Ryan Gosling is ‘K,’ a blade runner returning from what appeared to be an ordinary mission to destroy a replicant who had been living quietly as a protein farmer. Having completed his task, he discovers a clue to an old case, which opens a Pandora’s Box to the past and a secret so dangerous, his boss police Lieutenant Joshi (Robin Wright) is afraid it will destroy the world. K sets out to resolve it, but finds himself drawn into a mind-numbing spiral of deception and betrayal and just what does it even mean to be human?

This is one flick where you really don’t want spoilers. The multi-layered script is astonishingly detailed and peopled with beautifully nuanced characters – K’s virtual companion Joi (Ana de Armas) exists solely to love him and bring warmth to his life. Jared Leto, in a slightly underused role as Niander Wallace, creator of the replicants might be the perfect monster. And Harrison Ford returns as Deckard, thirty years on, still unfinished, still the blade runner.
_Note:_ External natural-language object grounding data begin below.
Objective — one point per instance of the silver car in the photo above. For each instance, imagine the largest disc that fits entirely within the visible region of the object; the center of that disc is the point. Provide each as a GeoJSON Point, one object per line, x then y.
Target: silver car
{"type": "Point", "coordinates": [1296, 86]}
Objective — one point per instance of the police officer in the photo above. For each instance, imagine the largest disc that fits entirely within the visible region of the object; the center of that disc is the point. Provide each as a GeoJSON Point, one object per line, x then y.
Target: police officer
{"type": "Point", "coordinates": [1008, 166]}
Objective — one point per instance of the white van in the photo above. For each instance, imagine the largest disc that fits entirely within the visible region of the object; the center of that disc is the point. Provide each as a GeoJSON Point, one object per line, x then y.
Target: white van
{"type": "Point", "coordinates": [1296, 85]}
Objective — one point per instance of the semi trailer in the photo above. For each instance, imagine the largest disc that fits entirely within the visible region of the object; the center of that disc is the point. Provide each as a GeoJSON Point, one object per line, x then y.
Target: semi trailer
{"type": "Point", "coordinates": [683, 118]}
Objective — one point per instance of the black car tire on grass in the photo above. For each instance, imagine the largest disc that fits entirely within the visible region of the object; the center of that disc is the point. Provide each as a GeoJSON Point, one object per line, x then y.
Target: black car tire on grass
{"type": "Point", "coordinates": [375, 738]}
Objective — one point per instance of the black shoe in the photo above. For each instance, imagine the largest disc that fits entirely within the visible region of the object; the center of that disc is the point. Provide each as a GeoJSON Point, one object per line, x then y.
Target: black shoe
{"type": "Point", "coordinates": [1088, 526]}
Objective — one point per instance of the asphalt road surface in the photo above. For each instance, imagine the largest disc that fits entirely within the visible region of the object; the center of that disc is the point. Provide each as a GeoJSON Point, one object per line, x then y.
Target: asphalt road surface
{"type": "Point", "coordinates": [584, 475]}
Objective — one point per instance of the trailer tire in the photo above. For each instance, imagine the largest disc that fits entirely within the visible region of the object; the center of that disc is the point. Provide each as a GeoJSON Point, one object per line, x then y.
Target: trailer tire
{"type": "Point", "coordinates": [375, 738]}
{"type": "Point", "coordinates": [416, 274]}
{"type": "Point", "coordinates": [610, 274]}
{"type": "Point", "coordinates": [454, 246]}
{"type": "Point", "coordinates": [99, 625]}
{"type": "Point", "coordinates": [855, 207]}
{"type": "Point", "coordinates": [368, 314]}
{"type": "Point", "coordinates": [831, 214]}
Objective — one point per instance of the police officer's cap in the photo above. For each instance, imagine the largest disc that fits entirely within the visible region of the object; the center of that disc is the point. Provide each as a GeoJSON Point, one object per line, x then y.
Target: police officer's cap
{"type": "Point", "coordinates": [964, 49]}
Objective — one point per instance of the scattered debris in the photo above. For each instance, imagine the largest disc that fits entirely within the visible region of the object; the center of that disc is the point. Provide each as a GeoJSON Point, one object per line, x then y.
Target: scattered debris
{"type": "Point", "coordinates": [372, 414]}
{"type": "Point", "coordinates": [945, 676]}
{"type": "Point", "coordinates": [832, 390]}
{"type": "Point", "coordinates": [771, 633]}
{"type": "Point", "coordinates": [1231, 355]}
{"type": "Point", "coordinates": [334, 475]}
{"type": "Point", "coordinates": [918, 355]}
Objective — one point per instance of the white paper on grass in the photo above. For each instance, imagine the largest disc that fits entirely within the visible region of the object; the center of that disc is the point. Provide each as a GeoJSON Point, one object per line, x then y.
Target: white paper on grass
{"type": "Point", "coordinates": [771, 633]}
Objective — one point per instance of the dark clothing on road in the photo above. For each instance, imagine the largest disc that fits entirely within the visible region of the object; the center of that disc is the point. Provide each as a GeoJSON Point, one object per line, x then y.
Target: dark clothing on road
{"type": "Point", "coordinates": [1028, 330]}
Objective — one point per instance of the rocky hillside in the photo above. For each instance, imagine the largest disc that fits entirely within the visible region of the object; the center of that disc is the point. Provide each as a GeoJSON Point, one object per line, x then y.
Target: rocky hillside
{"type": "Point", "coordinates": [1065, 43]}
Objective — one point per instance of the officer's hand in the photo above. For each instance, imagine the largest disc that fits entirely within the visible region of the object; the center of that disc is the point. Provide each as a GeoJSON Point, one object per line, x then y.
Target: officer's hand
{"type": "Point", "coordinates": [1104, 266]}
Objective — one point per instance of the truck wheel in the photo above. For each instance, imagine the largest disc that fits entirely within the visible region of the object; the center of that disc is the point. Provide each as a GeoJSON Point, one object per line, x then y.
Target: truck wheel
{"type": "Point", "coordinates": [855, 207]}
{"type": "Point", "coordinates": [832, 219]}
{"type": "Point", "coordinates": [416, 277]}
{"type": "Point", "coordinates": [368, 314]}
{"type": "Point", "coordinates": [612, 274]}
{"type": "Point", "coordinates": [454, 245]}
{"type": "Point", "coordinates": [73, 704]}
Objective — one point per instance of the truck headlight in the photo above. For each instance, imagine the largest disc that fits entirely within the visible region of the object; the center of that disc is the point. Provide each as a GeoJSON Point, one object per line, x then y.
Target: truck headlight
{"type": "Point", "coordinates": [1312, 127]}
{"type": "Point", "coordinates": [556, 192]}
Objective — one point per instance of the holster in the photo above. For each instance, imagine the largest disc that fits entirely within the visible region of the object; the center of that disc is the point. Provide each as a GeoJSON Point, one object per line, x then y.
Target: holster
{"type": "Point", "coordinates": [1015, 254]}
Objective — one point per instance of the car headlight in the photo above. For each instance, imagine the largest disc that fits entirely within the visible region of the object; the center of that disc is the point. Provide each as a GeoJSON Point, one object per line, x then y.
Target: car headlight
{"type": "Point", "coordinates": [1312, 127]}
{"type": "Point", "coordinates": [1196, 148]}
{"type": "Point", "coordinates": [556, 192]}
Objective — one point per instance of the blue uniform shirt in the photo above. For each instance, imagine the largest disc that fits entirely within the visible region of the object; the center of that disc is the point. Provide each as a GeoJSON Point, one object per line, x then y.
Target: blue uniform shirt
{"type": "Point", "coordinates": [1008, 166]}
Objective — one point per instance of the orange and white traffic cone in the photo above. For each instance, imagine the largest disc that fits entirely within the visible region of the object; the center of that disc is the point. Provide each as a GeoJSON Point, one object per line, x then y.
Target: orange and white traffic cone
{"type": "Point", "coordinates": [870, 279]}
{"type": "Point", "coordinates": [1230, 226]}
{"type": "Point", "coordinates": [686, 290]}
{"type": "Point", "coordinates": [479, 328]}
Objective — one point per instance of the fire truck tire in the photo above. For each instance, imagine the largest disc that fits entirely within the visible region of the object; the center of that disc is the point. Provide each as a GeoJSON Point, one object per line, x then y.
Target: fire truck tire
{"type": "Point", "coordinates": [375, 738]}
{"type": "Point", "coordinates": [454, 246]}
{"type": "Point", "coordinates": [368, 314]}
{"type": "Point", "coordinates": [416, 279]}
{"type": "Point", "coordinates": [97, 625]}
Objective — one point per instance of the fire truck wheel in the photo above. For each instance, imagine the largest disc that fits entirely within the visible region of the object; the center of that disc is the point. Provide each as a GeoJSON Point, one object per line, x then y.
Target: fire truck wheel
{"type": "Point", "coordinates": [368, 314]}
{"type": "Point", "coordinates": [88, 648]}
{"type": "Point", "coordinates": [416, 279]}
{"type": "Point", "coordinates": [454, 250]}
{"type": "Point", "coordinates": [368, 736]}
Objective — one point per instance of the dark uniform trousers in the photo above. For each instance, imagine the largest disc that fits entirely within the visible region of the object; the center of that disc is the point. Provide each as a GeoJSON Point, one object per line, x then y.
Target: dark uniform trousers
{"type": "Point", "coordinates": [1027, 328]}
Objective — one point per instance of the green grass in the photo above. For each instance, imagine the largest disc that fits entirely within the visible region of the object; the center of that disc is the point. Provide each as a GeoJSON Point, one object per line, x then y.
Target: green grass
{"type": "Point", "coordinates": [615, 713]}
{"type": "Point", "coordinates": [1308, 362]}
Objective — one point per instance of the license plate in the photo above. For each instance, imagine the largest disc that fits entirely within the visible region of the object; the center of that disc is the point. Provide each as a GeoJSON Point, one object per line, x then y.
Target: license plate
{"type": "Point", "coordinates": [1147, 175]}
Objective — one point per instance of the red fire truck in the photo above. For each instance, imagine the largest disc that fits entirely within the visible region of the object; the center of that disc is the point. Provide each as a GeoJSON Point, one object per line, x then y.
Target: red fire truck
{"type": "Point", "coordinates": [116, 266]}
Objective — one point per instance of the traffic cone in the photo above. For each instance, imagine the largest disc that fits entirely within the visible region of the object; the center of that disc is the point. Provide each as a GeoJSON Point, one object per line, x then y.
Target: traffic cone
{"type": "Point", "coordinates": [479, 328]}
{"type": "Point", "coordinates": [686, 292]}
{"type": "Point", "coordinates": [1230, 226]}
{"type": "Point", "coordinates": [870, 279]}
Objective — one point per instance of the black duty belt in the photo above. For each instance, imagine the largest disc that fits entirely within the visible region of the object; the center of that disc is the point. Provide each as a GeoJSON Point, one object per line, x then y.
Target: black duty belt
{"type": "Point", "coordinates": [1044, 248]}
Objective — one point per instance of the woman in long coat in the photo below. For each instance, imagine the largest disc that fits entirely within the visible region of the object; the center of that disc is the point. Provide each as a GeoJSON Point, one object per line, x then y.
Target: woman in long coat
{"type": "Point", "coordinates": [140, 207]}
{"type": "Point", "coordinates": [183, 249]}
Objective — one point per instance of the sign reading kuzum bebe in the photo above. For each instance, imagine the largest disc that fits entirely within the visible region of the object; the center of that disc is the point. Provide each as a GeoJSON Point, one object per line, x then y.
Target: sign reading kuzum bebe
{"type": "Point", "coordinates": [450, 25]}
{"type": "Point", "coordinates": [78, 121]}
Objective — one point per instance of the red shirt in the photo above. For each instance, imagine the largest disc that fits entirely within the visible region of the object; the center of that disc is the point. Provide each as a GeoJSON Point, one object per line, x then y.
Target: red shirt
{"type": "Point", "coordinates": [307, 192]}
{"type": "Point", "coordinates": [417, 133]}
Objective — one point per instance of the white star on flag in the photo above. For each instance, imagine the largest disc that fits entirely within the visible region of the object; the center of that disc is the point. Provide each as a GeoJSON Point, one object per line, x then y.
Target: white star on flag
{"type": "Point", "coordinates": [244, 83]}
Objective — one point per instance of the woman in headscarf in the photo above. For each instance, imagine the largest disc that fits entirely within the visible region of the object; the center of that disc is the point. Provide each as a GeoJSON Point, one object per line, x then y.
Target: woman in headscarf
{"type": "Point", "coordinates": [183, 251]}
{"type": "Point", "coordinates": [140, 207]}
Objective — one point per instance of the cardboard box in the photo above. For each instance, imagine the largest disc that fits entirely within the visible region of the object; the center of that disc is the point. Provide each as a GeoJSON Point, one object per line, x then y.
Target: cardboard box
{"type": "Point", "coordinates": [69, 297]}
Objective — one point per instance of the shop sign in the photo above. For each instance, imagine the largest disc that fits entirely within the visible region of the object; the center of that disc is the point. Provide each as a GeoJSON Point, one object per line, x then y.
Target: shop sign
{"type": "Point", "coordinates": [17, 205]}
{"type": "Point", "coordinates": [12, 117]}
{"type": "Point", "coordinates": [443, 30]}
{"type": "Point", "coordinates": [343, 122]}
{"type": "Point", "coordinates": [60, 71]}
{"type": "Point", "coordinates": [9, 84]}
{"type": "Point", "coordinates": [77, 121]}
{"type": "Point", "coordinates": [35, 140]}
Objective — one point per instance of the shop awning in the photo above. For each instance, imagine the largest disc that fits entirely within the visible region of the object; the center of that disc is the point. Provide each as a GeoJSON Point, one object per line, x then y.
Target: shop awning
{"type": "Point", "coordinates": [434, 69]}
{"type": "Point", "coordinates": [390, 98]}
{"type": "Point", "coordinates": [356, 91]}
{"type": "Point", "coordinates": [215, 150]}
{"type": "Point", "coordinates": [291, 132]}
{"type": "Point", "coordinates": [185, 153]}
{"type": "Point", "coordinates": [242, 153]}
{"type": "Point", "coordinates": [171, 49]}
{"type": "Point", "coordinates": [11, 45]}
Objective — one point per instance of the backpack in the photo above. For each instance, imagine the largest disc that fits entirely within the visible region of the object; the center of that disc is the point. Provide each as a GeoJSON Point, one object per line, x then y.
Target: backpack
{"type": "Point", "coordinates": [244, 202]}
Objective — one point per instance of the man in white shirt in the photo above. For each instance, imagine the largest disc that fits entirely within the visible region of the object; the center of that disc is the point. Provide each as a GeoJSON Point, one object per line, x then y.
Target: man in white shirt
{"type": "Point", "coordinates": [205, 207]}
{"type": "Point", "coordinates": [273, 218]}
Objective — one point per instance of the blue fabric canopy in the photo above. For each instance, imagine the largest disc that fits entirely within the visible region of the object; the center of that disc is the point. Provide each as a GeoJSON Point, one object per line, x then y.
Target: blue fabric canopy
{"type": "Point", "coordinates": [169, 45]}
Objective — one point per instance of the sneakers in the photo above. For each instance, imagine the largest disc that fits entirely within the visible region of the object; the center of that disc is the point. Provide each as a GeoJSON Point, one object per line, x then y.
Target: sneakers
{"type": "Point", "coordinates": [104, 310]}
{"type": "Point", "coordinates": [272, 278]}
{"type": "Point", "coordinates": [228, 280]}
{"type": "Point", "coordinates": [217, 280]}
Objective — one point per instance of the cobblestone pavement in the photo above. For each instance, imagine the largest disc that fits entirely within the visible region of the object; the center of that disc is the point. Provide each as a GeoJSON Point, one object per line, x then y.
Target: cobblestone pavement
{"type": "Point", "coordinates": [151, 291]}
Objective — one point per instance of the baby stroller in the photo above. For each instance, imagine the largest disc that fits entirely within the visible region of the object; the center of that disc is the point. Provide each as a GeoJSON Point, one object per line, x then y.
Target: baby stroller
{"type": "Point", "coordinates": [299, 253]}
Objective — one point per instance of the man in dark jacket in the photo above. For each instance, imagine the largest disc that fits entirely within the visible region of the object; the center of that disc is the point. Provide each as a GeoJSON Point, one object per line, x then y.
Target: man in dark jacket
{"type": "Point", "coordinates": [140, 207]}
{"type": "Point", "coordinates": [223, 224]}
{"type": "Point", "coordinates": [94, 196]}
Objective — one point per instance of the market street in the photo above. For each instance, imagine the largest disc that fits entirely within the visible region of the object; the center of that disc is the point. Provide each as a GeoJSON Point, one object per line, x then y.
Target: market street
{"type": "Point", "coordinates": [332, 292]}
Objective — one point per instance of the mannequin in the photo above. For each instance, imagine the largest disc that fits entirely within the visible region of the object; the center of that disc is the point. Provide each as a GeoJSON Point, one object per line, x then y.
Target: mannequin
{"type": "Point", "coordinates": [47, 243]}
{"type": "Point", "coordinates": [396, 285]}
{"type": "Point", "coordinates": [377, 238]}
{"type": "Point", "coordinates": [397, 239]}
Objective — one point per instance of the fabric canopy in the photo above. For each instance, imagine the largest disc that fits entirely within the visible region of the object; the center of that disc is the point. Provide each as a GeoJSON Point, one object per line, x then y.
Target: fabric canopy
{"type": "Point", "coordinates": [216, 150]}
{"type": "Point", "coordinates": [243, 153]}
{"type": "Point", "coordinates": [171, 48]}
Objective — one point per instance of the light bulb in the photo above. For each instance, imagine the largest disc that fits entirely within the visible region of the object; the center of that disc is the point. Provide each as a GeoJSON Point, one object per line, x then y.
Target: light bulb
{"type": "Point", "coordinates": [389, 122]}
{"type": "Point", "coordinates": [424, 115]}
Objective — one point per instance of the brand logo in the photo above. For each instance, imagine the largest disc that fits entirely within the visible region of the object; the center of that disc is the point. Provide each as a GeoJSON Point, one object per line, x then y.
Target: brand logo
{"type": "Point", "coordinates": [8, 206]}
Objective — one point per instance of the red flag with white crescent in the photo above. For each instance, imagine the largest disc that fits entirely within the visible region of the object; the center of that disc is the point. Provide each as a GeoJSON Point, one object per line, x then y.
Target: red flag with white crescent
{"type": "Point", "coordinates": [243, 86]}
Harrison Ford as Deckard in Blade Runner 2049

This impeccably acted story is set in a mind-blowing mix of constructed sets and CGI unlike anything that’s come before. And it’s just so BIG! Watching it on the IMAX screen I had the urge to pause the movie, just so I could examine all the detail. The landscapes almost defy description, a whole world recreated in the smallest detail, including some ravishingly cool transport. The interior designs are equally stunning with lighting that literally breathes life into the walls. Then there is the soundtrack – I had wondered where it would go after Vangelis’ beautiful compositions for the 1982 original. Composers Benjamin Wallfisch and Hans Zimmer have created a post-industrial wall of sound, engrossing and immersive, sucking you firmly into its soundscape from the opening shot until the credits roll.

Director Denis Villeneuve has delivered a pretty much perfect movie here. Go see it on the biggest screen you can find. In fact, go see it twice – once for the story and again for the sheer joy of the visual and aural experience.